One of the principal strengths of our prospective clinical study is the 100 % follow-up rate at 12 months, which eliminates the response bias. This series is comprised of a relatively large number of patients (69) who were evaluated using subjective, clinical and objective data including bilateral pre-operative electrophysiological studies. The timing of follow-up was consistent for all patients. Our study presents several limitations. (1) The follow-up period of 12 months is relatively short. (2) Although bilateral pre-operative electrophysiological studies were performed for all patients for diagnostic purposes, we did not obtain post-operative values to monitor evolution. Our choice was motivated by the relatively invasive nature of electrophysiological studies, combined with the controversy regarding their value in diagnosing CTS and measuring its severity. Although a correlation has been suggested between nerve conduction recovery after surgery and pre-operative electrophysiological findings [7, 21], some patients with symptomatic CTS with normal median nerve conduction respond favourably to surgery [11, 13, 15]. Conversely, electrophysiology of the median nerve can be perturbed in asymptomatic patients [27]. (3) We established that in our series, gender, age, professional status, duration of pre-operative symptoms and severity of electrophysiological disturbances were not predictors of post-operative results, but we did not examine weight, ethnic origins or comorbidities, or the presence of an associated worker’s compensation claim as potential factors of influence. (4) We fail to propose, but hypothesis to explain why symptoms in a non-operated hand improve after surgery on the contralateral hand.

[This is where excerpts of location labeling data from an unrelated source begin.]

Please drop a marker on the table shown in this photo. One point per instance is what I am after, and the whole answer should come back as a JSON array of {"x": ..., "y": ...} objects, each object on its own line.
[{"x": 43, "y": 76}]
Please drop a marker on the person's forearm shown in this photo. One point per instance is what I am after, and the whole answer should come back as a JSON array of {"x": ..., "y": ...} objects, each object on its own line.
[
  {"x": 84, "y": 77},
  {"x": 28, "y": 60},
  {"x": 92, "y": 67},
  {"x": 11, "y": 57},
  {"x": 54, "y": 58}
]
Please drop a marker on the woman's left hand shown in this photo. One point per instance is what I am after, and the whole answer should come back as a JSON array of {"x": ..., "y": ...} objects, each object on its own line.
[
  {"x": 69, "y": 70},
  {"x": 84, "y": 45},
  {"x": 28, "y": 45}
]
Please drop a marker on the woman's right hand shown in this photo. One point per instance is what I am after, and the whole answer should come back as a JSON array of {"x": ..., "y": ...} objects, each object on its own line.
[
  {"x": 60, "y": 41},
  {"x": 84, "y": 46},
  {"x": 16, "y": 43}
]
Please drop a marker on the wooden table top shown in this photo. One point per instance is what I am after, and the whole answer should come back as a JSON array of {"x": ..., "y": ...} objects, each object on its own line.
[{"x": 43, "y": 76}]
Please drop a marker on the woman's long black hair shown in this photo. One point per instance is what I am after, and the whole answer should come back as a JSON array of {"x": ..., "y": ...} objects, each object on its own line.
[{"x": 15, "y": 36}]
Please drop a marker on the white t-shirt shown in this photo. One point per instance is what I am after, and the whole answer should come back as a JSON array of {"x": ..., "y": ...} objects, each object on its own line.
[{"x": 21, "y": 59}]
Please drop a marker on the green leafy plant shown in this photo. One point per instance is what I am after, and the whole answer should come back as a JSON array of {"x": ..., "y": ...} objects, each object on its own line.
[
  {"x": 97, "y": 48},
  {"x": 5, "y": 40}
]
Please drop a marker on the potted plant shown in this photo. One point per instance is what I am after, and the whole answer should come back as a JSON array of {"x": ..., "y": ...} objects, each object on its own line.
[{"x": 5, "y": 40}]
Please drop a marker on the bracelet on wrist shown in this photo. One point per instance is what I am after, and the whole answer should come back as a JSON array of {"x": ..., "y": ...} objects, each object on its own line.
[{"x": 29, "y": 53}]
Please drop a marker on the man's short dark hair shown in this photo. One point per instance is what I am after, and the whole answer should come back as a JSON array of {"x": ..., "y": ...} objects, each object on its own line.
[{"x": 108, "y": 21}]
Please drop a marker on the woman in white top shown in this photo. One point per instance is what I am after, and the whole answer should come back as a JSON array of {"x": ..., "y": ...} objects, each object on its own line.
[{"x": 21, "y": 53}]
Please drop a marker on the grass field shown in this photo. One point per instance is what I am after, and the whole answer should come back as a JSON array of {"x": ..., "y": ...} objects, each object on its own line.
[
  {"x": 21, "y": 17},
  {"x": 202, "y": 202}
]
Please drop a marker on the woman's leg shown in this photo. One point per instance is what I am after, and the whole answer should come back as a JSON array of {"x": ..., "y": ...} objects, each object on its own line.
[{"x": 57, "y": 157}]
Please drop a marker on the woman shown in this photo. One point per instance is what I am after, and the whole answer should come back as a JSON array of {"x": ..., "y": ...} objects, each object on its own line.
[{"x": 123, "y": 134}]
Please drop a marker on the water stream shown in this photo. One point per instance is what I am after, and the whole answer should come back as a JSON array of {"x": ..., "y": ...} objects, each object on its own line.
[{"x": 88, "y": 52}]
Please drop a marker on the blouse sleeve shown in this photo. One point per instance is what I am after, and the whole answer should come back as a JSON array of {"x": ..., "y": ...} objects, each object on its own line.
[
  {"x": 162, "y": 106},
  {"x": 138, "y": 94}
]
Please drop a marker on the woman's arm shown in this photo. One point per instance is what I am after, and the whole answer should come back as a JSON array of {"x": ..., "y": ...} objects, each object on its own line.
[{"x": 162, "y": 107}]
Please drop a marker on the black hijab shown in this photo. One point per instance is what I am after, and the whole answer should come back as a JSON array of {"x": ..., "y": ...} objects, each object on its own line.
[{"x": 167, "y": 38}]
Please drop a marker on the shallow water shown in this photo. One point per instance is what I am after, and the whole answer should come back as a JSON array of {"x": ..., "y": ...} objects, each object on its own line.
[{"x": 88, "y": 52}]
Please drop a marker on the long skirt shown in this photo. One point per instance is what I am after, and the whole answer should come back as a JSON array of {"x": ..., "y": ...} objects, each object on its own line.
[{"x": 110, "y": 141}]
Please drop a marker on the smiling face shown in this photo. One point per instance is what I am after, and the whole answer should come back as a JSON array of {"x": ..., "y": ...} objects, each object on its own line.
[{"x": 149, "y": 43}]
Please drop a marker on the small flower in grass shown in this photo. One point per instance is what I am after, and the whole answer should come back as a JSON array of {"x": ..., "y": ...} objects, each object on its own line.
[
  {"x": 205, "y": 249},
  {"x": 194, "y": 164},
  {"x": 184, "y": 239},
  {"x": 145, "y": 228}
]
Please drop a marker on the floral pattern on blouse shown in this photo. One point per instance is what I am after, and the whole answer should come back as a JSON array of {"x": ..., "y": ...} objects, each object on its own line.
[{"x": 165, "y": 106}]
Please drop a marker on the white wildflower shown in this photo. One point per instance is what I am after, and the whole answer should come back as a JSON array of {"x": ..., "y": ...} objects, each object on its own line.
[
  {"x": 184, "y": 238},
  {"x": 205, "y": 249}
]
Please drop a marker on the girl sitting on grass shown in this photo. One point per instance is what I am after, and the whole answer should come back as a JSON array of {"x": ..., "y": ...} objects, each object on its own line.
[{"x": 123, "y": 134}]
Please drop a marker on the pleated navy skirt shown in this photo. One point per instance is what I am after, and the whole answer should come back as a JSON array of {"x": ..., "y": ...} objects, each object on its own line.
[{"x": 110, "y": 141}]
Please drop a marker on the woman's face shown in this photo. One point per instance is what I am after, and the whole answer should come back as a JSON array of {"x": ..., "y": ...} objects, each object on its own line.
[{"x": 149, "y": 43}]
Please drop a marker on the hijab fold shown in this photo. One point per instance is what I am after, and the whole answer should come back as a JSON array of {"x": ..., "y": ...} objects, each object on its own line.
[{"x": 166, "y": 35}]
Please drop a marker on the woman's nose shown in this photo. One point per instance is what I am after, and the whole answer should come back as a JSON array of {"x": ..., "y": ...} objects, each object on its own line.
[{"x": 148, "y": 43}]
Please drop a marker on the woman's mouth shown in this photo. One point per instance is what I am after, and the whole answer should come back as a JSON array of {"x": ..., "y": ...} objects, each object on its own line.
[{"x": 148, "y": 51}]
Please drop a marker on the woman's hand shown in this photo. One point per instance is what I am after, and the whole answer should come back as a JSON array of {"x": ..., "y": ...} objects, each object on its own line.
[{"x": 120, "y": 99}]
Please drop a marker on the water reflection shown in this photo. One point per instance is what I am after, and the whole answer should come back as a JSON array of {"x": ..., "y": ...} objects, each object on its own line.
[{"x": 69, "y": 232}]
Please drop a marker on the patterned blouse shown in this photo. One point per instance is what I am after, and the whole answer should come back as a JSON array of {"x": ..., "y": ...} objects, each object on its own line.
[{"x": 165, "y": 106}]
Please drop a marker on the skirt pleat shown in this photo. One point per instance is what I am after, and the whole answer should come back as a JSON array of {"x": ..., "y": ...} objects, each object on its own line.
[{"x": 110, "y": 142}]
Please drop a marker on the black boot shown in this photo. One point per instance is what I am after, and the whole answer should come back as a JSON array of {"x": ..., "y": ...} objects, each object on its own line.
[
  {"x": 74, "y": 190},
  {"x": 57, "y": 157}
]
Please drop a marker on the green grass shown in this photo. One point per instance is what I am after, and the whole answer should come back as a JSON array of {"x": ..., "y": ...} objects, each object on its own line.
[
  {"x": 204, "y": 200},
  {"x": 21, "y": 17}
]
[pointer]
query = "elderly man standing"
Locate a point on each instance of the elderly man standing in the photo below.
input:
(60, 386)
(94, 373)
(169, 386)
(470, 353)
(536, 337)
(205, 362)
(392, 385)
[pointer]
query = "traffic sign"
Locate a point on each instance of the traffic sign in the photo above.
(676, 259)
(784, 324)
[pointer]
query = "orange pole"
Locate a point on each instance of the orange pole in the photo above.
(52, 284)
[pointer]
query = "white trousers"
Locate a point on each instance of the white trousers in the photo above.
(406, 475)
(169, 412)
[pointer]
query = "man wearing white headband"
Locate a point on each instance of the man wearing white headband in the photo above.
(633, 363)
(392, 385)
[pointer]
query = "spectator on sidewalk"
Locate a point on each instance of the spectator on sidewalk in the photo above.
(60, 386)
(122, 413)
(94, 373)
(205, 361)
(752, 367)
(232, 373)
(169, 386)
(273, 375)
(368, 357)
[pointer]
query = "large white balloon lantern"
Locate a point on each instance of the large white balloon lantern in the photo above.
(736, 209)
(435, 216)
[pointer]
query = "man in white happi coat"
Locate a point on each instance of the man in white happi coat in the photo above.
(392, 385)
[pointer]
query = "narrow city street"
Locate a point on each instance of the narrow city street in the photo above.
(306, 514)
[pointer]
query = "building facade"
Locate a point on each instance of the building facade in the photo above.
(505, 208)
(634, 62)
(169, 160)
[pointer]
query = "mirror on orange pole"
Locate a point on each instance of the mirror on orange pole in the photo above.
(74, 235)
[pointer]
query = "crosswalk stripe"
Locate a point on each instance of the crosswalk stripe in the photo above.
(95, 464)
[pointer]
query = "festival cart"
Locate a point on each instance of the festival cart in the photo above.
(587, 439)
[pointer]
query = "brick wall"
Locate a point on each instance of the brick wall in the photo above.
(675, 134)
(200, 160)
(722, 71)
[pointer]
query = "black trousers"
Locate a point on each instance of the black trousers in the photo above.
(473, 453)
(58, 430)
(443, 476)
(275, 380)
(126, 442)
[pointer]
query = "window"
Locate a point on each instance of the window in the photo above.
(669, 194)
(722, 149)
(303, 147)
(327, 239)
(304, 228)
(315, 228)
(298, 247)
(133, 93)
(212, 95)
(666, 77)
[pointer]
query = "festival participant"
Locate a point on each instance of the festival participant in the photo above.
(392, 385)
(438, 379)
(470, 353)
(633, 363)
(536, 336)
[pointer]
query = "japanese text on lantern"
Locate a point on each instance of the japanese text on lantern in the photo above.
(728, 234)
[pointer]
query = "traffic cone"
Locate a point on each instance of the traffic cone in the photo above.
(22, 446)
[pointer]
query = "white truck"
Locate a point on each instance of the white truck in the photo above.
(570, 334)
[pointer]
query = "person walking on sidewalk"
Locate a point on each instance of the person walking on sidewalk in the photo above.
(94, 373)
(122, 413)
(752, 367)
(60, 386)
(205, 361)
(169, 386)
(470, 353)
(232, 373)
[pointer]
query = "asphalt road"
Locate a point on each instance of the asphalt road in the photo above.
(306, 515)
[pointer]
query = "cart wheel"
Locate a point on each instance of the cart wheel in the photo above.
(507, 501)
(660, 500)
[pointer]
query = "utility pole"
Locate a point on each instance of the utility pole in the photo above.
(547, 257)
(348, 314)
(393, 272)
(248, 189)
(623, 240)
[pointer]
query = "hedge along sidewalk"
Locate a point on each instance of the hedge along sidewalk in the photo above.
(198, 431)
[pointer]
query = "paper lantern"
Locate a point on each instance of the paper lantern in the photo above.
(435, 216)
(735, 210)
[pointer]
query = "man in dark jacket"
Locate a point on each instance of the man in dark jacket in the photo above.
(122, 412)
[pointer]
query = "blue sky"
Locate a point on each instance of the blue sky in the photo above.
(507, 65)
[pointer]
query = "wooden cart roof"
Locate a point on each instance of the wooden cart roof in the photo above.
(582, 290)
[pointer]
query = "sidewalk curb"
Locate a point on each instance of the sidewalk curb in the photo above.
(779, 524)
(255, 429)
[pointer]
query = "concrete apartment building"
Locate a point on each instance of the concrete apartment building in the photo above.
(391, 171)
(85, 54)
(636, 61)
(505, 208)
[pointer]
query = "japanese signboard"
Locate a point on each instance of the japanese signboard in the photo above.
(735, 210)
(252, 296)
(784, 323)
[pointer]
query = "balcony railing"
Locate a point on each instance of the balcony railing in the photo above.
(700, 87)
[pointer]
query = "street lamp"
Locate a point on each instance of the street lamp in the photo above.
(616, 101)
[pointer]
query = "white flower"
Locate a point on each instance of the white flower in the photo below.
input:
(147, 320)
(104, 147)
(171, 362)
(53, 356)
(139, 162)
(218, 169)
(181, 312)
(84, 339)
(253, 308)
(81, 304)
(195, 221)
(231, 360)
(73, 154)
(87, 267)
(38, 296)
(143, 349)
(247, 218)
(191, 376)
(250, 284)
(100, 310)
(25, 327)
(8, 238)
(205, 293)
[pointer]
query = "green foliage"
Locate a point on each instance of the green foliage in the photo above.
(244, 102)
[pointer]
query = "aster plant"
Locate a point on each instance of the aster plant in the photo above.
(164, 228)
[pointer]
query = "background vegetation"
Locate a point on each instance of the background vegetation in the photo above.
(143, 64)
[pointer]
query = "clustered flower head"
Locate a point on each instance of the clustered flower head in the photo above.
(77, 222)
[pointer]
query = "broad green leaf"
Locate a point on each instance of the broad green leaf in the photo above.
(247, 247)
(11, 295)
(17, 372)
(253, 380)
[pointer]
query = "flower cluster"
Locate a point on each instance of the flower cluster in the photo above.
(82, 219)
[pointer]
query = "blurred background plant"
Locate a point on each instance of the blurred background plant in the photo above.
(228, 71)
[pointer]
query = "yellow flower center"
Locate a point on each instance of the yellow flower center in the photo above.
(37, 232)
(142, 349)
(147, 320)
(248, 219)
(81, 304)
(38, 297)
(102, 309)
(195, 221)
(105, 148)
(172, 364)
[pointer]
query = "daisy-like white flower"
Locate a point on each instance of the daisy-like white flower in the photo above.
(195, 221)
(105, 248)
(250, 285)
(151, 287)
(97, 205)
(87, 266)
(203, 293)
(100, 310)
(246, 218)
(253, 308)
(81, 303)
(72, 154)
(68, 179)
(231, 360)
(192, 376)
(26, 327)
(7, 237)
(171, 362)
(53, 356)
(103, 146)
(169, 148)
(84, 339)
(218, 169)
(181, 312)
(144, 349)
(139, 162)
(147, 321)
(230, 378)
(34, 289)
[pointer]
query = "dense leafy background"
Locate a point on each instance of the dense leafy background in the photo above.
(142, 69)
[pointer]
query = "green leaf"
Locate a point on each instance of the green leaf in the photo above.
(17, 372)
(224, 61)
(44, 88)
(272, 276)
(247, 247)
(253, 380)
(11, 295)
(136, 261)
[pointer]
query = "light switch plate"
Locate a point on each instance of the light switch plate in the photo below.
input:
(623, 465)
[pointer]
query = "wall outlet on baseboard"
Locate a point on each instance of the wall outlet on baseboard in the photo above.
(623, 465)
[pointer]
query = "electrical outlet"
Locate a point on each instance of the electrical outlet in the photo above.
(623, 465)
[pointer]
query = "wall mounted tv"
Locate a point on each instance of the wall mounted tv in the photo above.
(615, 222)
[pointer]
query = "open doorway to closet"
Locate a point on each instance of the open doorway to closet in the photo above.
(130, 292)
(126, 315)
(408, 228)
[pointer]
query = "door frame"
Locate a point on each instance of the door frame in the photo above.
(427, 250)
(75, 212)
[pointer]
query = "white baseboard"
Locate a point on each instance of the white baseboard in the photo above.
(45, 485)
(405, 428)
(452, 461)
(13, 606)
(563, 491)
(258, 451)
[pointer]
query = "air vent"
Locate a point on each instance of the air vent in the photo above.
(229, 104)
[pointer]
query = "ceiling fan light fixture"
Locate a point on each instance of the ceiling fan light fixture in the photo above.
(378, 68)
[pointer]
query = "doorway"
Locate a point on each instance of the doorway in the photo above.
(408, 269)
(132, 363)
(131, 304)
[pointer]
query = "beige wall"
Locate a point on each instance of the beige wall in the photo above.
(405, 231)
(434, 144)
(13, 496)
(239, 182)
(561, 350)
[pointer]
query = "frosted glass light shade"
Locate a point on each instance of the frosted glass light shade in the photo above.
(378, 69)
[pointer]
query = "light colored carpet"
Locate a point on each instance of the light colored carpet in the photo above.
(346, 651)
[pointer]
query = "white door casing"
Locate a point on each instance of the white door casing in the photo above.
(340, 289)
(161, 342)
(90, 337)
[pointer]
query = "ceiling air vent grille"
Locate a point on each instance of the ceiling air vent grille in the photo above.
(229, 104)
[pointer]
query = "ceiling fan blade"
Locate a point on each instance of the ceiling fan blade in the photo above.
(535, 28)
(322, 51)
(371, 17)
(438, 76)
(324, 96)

The prevalence of CTS in the general population makes the choices and timing for treatment a relevant issue. Regardless of the reasons for improvement, this study demonstrates that a large proportion of patients feel significant or complete relief in the non-operated hand after contralateral surgical release of carpal tunnel. These results are particularly important when planning treatment for patients with bilateral condition, given the possibility to abstain from a surgery that may be avoided if the patient remains asymptomatic on the non-operative hand. We consequently consider that unilateral surgery followed by further assessments of the contralateral hand is both an economically and therapeutically reasonable strategy.

A large randomized prospective trial comparing the long-term outcome between patients with bilateral CTS operated unilaterally and those operated bilaterally would allow further understanding of the reasons for the improvement in the non-operated hand, the natural course of CTS and predicting factors for evolution.